MobileRead Forums - View Single Post

Trouhel · 10-21-2011, 10:15 AM

My apologies for the time it took me to answer your last posts. I will be pretty busy until next Wednesday and thus offline most of the time until then.

There's one point I didn't make clear enough with my first post, as I tried to be short: it's a document production tool, not a converter, that is it does not understand any HTML file, there are a few basic requirements that insures PDF as well as ePUB can be compiled. The most restricting ones being that <DIV> and the plain--without attributes--<CODE> tags are reserved for special use. <DIV> tags cannot includes other <DIV> tags. HTML attributes and CSS properties are also limited to a (fairly large) subset only, but that does not prevent processing, as what is not understood there is discarded. The reason for being is restrictive comes from the need to being able to produced PDF as well as ePUB from the same sources.

This said, as the script can re-use is XHTML output (step 1) as input, it actually accepts any HTML+CSS files that comply to its requirements: this is what I call "expert" mode, because it requires knowledge of both.
So that, to answer Toxaris, if either "filtered" HTML files fit in, or it'll be fairly simple to add the necessary code to process them to the script, it should work. However, from what I remember of Word produced HTML, hrefs in general (footnotes, cross-references, etc.) will probably mean problems. The other stumbling block is that, as strange as it may sounds, there is no way I can have access to a Word running computer.

Anyhow, I have prepared a sample of the documentation--that about "expert" mode, which deal with the above mentioned requirements--as Open Office generated .html and .doc files using fonts that should be available on any Windows flavour. Toxaris, i'll be glad to send them to you, but I can't find where to attach file when sending private messages through MobileRead. Should I post them through the forum ? If you can load the .docs into Word, save them as HTML, filter them and send me back the result, I could take a look.
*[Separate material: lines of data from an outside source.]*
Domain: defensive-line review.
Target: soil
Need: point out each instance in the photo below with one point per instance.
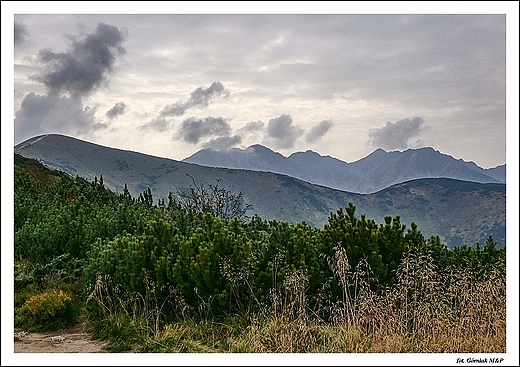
(72, 340)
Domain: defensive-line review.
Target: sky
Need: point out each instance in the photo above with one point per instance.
(342, 85)
(339, 78)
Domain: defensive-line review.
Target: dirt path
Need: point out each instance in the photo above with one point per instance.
(73, 340)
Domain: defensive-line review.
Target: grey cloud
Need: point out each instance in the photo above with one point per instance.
(396, 135)
(198, 98)
(20, 33)
(252, 126)
(281, 133)
(193, 130)
(223, 142)
(201, 97)
(41, 114)
(86, 66)
(118, 109)
(318, 131)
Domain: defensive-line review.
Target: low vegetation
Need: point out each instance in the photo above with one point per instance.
(195, 275)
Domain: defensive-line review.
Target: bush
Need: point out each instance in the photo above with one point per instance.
(50, 310)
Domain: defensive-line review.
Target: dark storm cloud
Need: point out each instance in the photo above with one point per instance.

Next step would be to repeat the same process over a sample document with most of everything my script deals with (links, pictures, etc.) to get a better idea.

To answer Doitsu now, apart from the fact that credits should be given to the ConTeXt team, a professional publishing company that specialize into PDF, whose tool not only allows for producing quality documents, but also includes an extended version of the Lua virtual machine, that gives access to fonts through incorporating part of the FontForge code; as well as to the MobileRead forums, where I picked up many ideas:

1) the CSS file in the ePUB is stripped of line -breaks for size considerations. It is identical to the one produced at step 1, excepts that this one as line-breaks. I believe it was also included within the samples.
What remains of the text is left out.